Since several MRP4-inhibiting compounds show significant off-target effects, we performed platelet aggregation experiments with PRP from WT and Mrp4-deficient mice to verify the selectivity of Ceefourin-1. In line with previous studies,9,10 the Mrp4 knockout led to an impaired aggregation response to collagen stimulation (30.7± 5.7% vs. 46.7±3.8% aggregation with 10 mg/mL collagen) (Figure 2C). A similar reduction was achieved by the treatment with Ceefourin-1 in WT platelets (31.3±3.9% vs. 46.7±3.8%). However, Ceefourin-1 resulted in no further attenuation of aggregation in the Mrp4-deficient platelets, indicating that the effect of Ceefourin-1 on platelet function is only due to MRP4 inhibition. Ceefourin-1 also reduced platelet aggregation after stimulation with ADP only in the WT platelets (Online Supplementary Figure S3).

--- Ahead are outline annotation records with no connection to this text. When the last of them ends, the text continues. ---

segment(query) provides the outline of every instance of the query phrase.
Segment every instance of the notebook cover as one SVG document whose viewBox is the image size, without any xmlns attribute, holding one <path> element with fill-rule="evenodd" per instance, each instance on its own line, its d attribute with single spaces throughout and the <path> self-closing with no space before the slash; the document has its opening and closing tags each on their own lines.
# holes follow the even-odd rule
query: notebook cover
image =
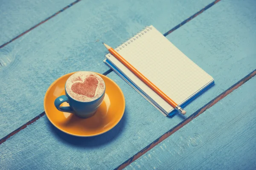
<svg viewBox="0 0 256 170">
<path fill-rule="evenodd" d="M 162 110 L 158 107 L 153 103 L 151 101 L 150 99 L 147 97 L 144 94 L 143 91 L 141 91 L 139 88 L 137 88 L 136 86 L 129 80 L 125 75 L 124 75 L 121 72 L 120 72 L 114 65 L 113 65 L 111 62 L 110 62 L 108 60 L 105 59 L 103 62 L 109 67 L 110 67 L 114 71 L 115 71 L 118 75 L 119 75 L 122 79 L 123 79 L 126 82 L 127 82 L 134 89 L 137 91 L 140 95 L 141 95 L 145 99 L 146 99 L 149 103 L 152 105 L 156 108 L 157 108 L 160 112 L 161 112 L 165 116 L 172 116 L 174 115 L 175 114 L 177 113 L 177 111 L 175 110 L 170 113 L 169 113 L 167 115 L 165 113 L 165 112 Z M 193 100 L 195 100 L 197 97 L 204 93 L 206 91 L 214 85 L 214 81 L 213 81 L 211 83 L 209 84 L 208 85 L 206 86 L 204 88 L 202 89 L 198 93 L 195 94 L 193 96 L 191 97 L 190 99 L 186 101 L 184 103 L 181 105 L 180 106 L 184 108 L 189 103 L 191 102 Z"/>
</svg>

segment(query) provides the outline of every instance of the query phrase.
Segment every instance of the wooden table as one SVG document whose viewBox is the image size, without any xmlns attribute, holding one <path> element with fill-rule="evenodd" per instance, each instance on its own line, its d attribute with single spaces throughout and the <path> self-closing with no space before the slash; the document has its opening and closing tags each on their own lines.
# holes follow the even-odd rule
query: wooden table
<svg viewBox="0 0 256 170">
<path fill-rule="evenodd" d="M 212 0 L 1 2 L 0 169 L 254 169 L 256 2 Z M 102 62 L 102 42 L 150 25 L 215 79 L 185 117 L 163 116 Z M 94 137 L 60 131 L 44 111 L 51 84 L 81 70 L 126 100 L 120 122 Z"/>
</svg>

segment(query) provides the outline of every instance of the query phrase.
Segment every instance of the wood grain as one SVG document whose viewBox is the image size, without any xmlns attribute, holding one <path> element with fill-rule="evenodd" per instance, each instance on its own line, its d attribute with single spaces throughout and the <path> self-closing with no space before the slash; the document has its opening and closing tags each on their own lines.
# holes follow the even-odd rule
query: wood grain
<svg viewBox="0 0 256 170">
<path fill-rule="evenodd" d="M 45 93 L 58 77 L 108 70 L 102 41 L 116 46 L 149 24 L 163 34 L 211 2 L 81 1 L 0 48 L 0 58 L 8 61 L 0 67 L 4 96 L 0 99 L 0 138 L 44 111 Z"/>
<path fill-rule="evenodd" d="M 256 77 L 125 169 L 255 169 Z"/>
<path fill-rule="evenodd" d="M 74 0 L 3 0 L 0 5 L 0 47 Z"/>
<path fill-rule="evenodd" d="M 254 10 L 250 3 L 220 1 L 167 36 L 215 80 L 213 87 L 186 108 L 187 116 L 255 69 Z M 108 76 L 120 87 L 126 102 L 124 117 L 112 130 L 93 138 L 73 137 L 43 116 L 0 145 L 2 166 L 113 169 L 134 161 L 134 156 L 186 118 L 163 116 L 114 73 Z"/>
</svg>

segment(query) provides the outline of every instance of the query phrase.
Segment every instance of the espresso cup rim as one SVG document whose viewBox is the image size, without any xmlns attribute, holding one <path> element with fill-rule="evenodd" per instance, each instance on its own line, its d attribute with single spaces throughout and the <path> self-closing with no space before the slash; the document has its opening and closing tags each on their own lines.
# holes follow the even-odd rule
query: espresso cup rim
<svg viewBox="0 0 256 170">
<path fill-rule="evenodd" d="M 80 71 L 78 71 L 78 72 L 80 72 Z M 92 73 L 94 73 L 96 74 L 96 73 L 95 73 L 95 72 L 94 72 L 93 71 L 87 71 L 87 72 L 92 72 Z M 98 75 L 98 76 L 99 76 L 99 75 Z M 68 96 L 69 97 L 71 98 L 73 100 L 75 100 L 76 102 L 81 102 L 81 103 L 90 103 L 90 102 L 93 102 L 101 98 L 102 96 L 105 94 L 105 91 L 106 91 L 106 84 L 105 83 L 105 82 L 104 81 L 104 80 L 103 79 L 102 79 L 100 76 L 99 76 L 102 79 L 102 80 L 103 81 L 103 83 L 104 83 L 104 91 L 103 91 L 103 92 L 102 93 L 102 95 L 100 95 L 100 96 L 98 98 L 97 98 L 97 99 L 95 99 L 93 100 L 91 100 L 91 101 L 89 101 L 89 102 L 81 102 L 81 101 L 79 101 L 79 100 L 77 100 L 77 99 L 75 99 L 73 97 L 72 97 L 68 94 L 68 93 L 67 93 L 67 90 L 66 90 L 66 84 L 67 83 L 67 80 L 69 78 L 69 77 L 67 79 L 67 81 L 66 81 L 66 82 L 65 82 L 65 92 L 66 93 L 66 95 L 67 94 Z"/>
</svg>

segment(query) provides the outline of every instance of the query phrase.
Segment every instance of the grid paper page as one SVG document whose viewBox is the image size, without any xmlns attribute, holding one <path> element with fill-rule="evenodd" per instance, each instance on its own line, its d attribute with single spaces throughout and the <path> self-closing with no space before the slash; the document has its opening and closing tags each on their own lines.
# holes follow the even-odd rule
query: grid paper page
<svg viewBox="0 0 256 170">
<path fill-rule="evenodd" d="M 179 105 L 213 81 L 152 26 L 115 50 Z M 110 54 L 106 57 L 163 110 L 167 113 L 172 111 L 170 105 L 114 57 Z"/>
</svg>

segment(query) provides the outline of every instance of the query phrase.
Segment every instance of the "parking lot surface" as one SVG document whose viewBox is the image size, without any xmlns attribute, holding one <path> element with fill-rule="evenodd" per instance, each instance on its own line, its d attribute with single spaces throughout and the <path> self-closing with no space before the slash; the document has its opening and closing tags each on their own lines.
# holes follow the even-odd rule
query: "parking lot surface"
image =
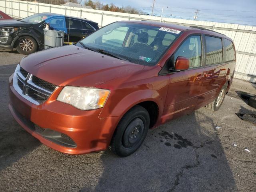
<svg viewBox="0 0 256 192">
<path fill-rule="evenodd" d="M 255 110 L 239 95 L 256 94 L 255 85 L 235 80 L 219 110 L 203 108 L 150 130 L 130 156 L 68 155 L 41 144 L 9 112 L 8 77 L 24 56 L 0 50 L 0 191 L 256 191 L 256 125 L 235 114 Z"/>
</svg>

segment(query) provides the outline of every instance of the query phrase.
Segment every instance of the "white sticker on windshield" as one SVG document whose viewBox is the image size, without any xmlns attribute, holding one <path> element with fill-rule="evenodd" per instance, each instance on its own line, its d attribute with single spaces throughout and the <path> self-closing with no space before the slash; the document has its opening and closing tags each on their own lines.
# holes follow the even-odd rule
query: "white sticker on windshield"
<svg viewBox="0 0 256 192">
<path fill-rule="evenodd" d="M 166 27 L 161 27 L 159 29 L 160 31 L 166 31 L 166 32 L 170 32 L 170 33 L 176 33 L 178 34 L 180 32 L 180 31 L 176 30 L 176 29 L 170 29 L 170 28 L 166 28 Z"/>
</svg>

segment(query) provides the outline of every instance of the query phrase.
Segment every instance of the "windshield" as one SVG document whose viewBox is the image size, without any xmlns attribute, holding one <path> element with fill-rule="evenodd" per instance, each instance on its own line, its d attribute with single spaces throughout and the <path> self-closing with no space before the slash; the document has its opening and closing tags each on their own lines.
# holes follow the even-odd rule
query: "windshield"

In addition, we evaluated the effect of Ceefourin-1 on platelet viability using an assay based on the intracellular calcein accumulation as described in the Online Supplementary Appendix. Ceefourin-1 in concentrations of up to 50 mM had no significant effect on platelet viability compared to the solvent control (Online Supplementary Figure S4).
Platelet fibrinogen binding and calcium influx is inhibited by Ceefourin-1
The impact of Ceefourin-1 on different sub-aspects of platelet activation, like integrin aIIbb3 activation and a-granule release were assessed by flow cytometric analyses of fluorescence-labeled fibrinogen and anti-CD62P antibody binding. Fibrinogen binding was significantly reduced by Ceefourin-1 (80.9±4.9% and 75.3±4.0% of control with 30 mM and 50 mM Ceefourin-1, respectively) at a sub-maximal concentration of CRP-XL (Figure 3A). ADP-induced fibrinogen binding was also markedly abrogated to 47.1±7.3% of control with 50 mM Ceefourin-1 (Figure 3B). Higher concentrations of the agonists led to a less pronounced effect of MRP4 inhibition, which disappeared completely at the highest concentrations used. Additionally, we found CD62P surface exposure to be significantly reduced upon stimulation with ADP but not with CRP-XL (Figure 3C and D).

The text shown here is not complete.